Jakarta, CNN Indonesia -- Anggota Dewan Perwakilan Daerah asal DKI Jakarta Fahira Idris meminta semua pihak tak lagi menyebut warga yang tinggal di sepanjang bantaran Sungai Ciliwung sebagai penyebab banjir.
Menurutnya, warga justru korban dari kekeliruan pendekatan dalam membangun Jakarta yang sudah terjadi puluhan tahun.
“Jakarta ini tidak dikembangkan sesuai dengan kebutuhannya. Makanya kota ini mengalami sebuah tekanan ekologis yang berat, salah satunya banjir,” kata Fahira Idris dalam keterangan tertulisnya, Kamis (12/11).
Oleh karena itu menurutnya, normalisasi Kali Ciliwung juga bukan jaminan Jakarta bisa bebas banjir.

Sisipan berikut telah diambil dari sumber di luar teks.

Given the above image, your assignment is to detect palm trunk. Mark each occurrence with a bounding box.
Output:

Masyarakat harus diedukasi bahwa persoalan utama banjir Jakarta adalah penurunan tanah yang luar biasa di ibu kota. Bahkan menurutnya, di sebagian wilayah utara, laju penurunan tanah mencapai 26 cm pertahun.
ADVERTISEMENT
SCROLL TO CONTINUE WITH CONTENT
Penyebabnya adalah eksploitasi air tanah yang berlebihan, terutama oleh industri. Selain itu, tempat yang seharusnya jadi resapan air, malah dikeluarkan izin mendirikan bangunan diatasnya oleh Pemerintah Provinsi DKI Jakarta.
"Jika aturan mengenai batas penyedotan air tanah ini tidak segera disusun secara progresif dan ditegakkan, maka bisa dipastikan laju penurunan tanah di Jakarta akan semakin cepat,” kata Wakil Ketua Komite III DPD ini.
Fahira juga menilai, banjir Jakarta juga disebabkan oleh alih fungsi hutan bakau di pesisir Jakarta.Di wilayah utara sekarang banyak berdiri perumahan mewah. Padahal kawasan itu dulunya merupakan hutan bakau yang menghalangi limpasan air laut ke darat saat terjadi pasang air laut.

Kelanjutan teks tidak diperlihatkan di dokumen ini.